Smith started buying up all the falcon jets he could find. On top of the two he had already bought from PanAm, he also purchased an additional eight used falcons, one of which belonged to Frank Sinatra.9 He also agreed on an option with PanAm to buy the additional twenty-three falcons he originally wanted. The funding for these planes came from Little Rock’s own Worthen Bank. The only thing left was to get the Civil Aeronautics Board (CAB), a predecessor to the NTSB, to change a weight regulation that would allow Federal Express to operate modified falcons as air freighters. The company used Jackson Stephen’s Little Rock Airmotive (LRA) to modify the planes, and Smith spent considerable time and effort in Washington trying to get the regulation changed.
Jackson Stephens was, for most of his life, one of the wealthiest men in Arkansas.

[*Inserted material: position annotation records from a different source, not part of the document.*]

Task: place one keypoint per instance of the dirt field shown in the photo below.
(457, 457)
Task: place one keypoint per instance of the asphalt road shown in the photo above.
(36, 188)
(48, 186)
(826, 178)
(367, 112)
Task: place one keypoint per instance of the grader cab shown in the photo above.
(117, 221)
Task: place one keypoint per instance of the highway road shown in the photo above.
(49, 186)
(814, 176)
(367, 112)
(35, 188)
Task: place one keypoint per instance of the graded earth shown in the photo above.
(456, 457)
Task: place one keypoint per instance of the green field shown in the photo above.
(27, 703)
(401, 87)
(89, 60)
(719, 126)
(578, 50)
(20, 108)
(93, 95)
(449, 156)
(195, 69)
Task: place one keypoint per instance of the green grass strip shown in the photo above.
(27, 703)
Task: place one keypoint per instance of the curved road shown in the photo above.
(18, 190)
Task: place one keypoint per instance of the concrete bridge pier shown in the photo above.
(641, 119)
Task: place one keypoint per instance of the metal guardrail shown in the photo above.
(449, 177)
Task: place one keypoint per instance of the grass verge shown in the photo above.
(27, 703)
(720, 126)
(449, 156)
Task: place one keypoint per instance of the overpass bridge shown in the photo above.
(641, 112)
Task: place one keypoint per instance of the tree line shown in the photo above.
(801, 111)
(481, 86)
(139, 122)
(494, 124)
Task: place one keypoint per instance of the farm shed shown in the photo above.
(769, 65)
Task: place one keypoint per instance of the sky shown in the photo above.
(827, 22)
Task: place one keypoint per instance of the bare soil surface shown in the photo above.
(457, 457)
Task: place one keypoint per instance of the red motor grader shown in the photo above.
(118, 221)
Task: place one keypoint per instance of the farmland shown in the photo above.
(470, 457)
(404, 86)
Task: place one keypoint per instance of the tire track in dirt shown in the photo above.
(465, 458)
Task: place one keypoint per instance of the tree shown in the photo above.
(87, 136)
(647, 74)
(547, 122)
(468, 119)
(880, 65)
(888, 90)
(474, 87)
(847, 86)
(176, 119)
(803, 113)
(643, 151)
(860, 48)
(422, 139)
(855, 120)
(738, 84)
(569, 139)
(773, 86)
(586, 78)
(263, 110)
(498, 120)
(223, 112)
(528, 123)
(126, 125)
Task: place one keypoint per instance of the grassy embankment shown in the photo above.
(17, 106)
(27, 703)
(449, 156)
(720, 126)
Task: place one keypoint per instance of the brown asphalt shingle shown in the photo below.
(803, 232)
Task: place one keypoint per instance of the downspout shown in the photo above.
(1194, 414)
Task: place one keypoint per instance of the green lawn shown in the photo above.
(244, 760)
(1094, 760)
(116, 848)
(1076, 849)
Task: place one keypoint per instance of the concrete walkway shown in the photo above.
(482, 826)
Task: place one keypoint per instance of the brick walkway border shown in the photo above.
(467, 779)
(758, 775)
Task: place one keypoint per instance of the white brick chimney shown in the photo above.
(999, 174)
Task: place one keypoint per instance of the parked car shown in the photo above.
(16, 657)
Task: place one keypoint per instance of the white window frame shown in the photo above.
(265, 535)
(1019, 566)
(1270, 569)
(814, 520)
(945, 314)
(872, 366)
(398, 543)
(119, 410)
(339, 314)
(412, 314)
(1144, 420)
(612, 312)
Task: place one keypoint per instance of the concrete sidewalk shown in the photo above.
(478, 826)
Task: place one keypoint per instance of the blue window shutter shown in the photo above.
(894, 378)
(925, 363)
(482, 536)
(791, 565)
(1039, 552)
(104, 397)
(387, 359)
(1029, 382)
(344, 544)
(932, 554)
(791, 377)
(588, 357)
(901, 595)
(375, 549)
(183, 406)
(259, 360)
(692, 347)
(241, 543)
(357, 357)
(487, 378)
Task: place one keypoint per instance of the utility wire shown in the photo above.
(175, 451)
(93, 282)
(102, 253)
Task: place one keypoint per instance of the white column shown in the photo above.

A graduate of the Naval Academy, Jackson started the Little Rock investment house Stephens Inc. with his brother, Witt Stephens. While the two brothers may have had different politics, personally, their bank played both sides of the political spectrum. The firm bankrolled Bill Clinton’s successful presidential run in 1992 and Jackson Stephens was a campaign chair for H.W. Bush in 1988.10 Most interestingly, the firm was instrumental in bringing the infamous CIA-front bank BCCI to the United States in 1981 with the help of Hillary Clinton’s Rose Law Firm in Little Rock.11 Another company owned by Stephens, Systematics Inc., was also involved with modifying and selling the infamous PROMIS software, used by American and Israeli intelligence to spy on its adversaries. Systematics even had an Israeli subsidiary that employed members of Mossad to carry out this work.12
Smith and his company plunged deeper into debt but in 1972, they got exactly what they needed and the CAB changed their rules in FedEx’s favor. Riding this wave of success, Smith tried to secure another loan, this time from Commercial Credit Corporation (CCC), but to do that, he would need his newly divorced sister Fredette to sign away all her shares as collateral. Fredette had always been willing to help her brother, but she also knew she needed some money to sustain herself, especially in the middle of an expensive and drawn out divorce with her husband Bryan Eagle. Instead of looking elsewhere for collateral, Fred tricked his sister into signing a document while she was in the middle of preparations for a large party at her home in McLean, VA. It wasn’t until she was able to read the fine print two weeks later that she discovered her mistake.13
Smith and CCC had been acquainted since his time in Vietnam, when he and his stepfather purchased Arkansas Aviation and were settling its debt burden with the corporation.14 At the time, CCC was a subsidiary of Control Data Corporation, a major defense contractor and supercomputer company. Control Data built supercomputers for the US nuclear program at both Sandia National Laboratory and Oak Ridge National Laboratory. Interestingly, Control Data also sold computers to the Soviet nuclear program in 1972, which resulted in a Congressional investigation. Control Data eventually sold CCC to Sandy Weill (previously of Bear Stearns) who turned it into Citigroup with the help of his young mentee Jamie Dimon.15
From Whitney Webb’s article, The Rise of Jamie Dimon:
In 1968, Control Data Corp. acquired the Commercial Credit Corporation (CCC) to “help its computer customers finance leases of company hardware and stabilize erratic earnings” that then characterized much of the early computer industry. A few years after the acquisition, both CDC and CCC would find themselves intertwined with the “private CIA” network developed mainly by Ted Shackley, the Agency’s infamous “Blond Ghost,” in the late 1970s and which later allied itself with George H.W. Bush. This is highly significant as this particular network was intimately involved with the illicit transfers of both weapons and technology, including during the Iran-Contra scandal, the related PROMIS scandal, and the subsequent “Chinagate” scandal of the mid-1990s…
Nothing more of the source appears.